You would think MySQL types would simply "shard" their servers by starting a MySQL process on each board.

(This problem was fixed in Oracle in the 90s originally for deployment on Sequent hardware).

apenwarr · on Sept 29, 2010

That would probably not help much here; you'd then end up caching pretty much the same stuff on node 0 and 1, so it would be like having two 32 GB nodes instead of one big 64 GB node. They would both be maximally fast, within the 32 GB memory constraint, but they would both have to swap if you wanted to exceed 32 GB of cached information.

Real sharding - storing totally different stuff on the two shards - would probably give a really good performance improvement. But real sharding is much more of a pain than just starting two copies of mysqld.

forkqueue · on Sept 29, 2010

I've worked on several servers of similar specs to this (64GB RAM, MySQL 5.0 or 5.1) and have never seen this issue.

All systems were running RHEL or CentOS, so perhaps Red Hat have fixed the problem.

metageek · on Sept 29, 2010

What CPUs? As the article says, the NUMA characteristics show up with Optera and Nehalems; older Intel chips didn't have it.

mikey_p · on Sept 29, 2010

Does MariaDB (and other MySQL variants) suffer from this issue?

nwmcsween · on Sept 29, 2010

It's an operating system issue - specifically how Linux handling of NUMA is generally broken.
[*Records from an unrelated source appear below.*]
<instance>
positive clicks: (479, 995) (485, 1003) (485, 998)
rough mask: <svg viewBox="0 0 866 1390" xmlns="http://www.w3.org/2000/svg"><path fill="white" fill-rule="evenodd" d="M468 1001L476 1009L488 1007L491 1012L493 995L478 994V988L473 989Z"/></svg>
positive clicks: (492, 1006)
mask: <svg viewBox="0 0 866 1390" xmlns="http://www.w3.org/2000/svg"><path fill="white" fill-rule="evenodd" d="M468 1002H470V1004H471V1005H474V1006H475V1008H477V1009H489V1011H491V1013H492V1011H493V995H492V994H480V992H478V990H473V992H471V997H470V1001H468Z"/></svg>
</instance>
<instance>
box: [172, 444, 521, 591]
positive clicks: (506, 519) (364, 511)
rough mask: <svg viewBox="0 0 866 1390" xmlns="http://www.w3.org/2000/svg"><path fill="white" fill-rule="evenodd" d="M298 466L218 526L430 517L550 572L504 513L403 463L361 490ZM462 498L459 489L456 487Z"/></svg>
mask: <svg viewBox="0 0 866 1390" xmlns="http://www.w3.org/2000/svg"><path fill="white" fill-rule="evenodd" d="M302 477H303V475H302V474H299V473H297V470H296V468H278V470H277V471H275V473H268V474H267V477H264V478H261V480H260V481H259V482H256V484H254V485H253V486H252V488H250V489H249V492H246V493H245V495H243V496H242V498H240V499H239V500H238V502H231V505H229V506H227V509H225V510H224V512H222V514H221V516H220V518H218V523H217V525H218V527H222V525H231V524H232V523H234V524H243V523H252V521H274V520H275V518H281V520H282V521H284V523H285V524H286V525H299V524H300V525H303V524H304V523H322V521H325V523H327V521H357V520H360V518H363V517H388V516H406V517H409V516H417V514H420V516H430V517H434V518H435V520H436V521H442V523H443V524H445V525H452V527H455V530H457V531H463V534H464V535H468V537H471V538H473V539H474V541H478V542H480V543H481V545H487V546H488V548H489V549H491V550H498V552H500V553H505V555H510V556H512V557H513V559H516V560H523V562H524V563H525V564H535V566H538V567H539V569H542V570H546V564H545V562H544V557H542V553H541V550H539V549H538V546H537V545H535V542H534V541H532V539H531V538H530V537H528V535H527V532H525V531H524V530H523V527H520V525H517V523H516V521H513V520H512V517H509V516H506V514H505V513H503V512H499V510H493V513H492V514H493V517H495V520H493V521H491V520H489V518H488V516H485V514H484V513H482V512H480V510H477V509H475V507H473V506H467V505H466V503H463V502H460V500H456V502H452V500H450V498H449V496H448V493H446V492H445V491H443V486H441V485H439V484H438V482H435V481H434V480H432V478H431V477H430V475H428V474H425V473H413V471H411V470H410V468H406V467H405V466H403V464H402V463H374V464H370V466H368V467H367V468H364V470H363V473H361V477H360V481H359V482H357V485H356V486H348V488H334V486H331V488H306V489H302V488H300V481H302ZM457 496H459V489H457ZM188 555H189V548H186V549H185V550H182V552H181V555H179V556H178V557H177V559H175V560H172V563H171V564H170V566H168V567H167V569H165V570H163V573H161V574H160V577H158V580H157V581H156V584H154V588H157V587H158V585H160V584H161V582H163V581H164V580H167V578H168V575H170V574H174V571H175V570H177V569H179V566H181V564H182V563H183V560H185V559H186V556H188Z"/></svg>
timthorn · on Sept 29, 2010

I'm not sure I agree; the application can be written with an understanding of how best to utilise the memory architecture, but the OS must manage memory for the common case unless instructed otherwise. I'm not commenting on Linux's handling of NUMA - rather that applications shouldn't assume that a generic OS can provide an optimal hardware abstraction. All memory is equal - but some memory is more equal than others.

JoachimSchipper · on Sept 29, 2010

Yes, the OS must assume the common case. However, by the time one node has 90% of its memory in-use and the other node has 1% of its memory in use, it's clear that this is not the common case, and this should be handled more gracefully.

oozcitak · on Sept 29, 2010

The article states that the default NUMA policy is to allocate memory in the same node the thread is going to run on. Which is logical considering non-local memory access is more costly than local memory access. The problem appears when one process requests more memory than a single node can provide. Can the Linux kernel detect this usage and adjust accordingly?

irv · on Sept 30, 2010

there's a (superficially) similar problem in MS SQL Server/Windows Server. You can fix that by setting "lock pages in memory"

fragmede · on Sept 29, 2010

sync; echo 3 > /proc/sys/vm/drop_caches

Drop caches was originally added for benchmarking purposes, but I've found running it every N minutes seems to help system responsiveness. (I've been unable to quantify it, unfortunately.)

jeremycole · on Sept 29, 2010

This is a tremendously bad idea, but rather than clarify why, just read:

http://www.listware.net/201009/linux-kernel/48874-rfc-patch-...

fragmede · on Sept 30, 2010

The thread doesn't at all clarify why (it is), and actually gives a counter example.

For those who compare the before and after output of 'free', stop it. Yes, the numbers are (sometimes drastically) different. It doesn't matter. The kernel drops pages when it needs a page, and for the general case, this does work. But, as the linked LKML thread states, there may be a pathological case that you are not expected to hit (10 million+ files, and 40 Gigs of ram). For that specific use-case, it did make sense.

The reason this is a bad idea is because dirty pages cannot be freed, which is why it is recommended to run 'sync' first. Unfortunately, on a busy system, pages will get dirty in between the sync and the drop_cache, moreso if you're doing it in a shell. Those dirty pages can then never be reclaimed (due to how drop_caches works, and because drop_caches is only intended for benchmark testing).

(link to same thread but threaded http://lkml.indiana.edu/hypermail//linux/kernel/1009.1/02943...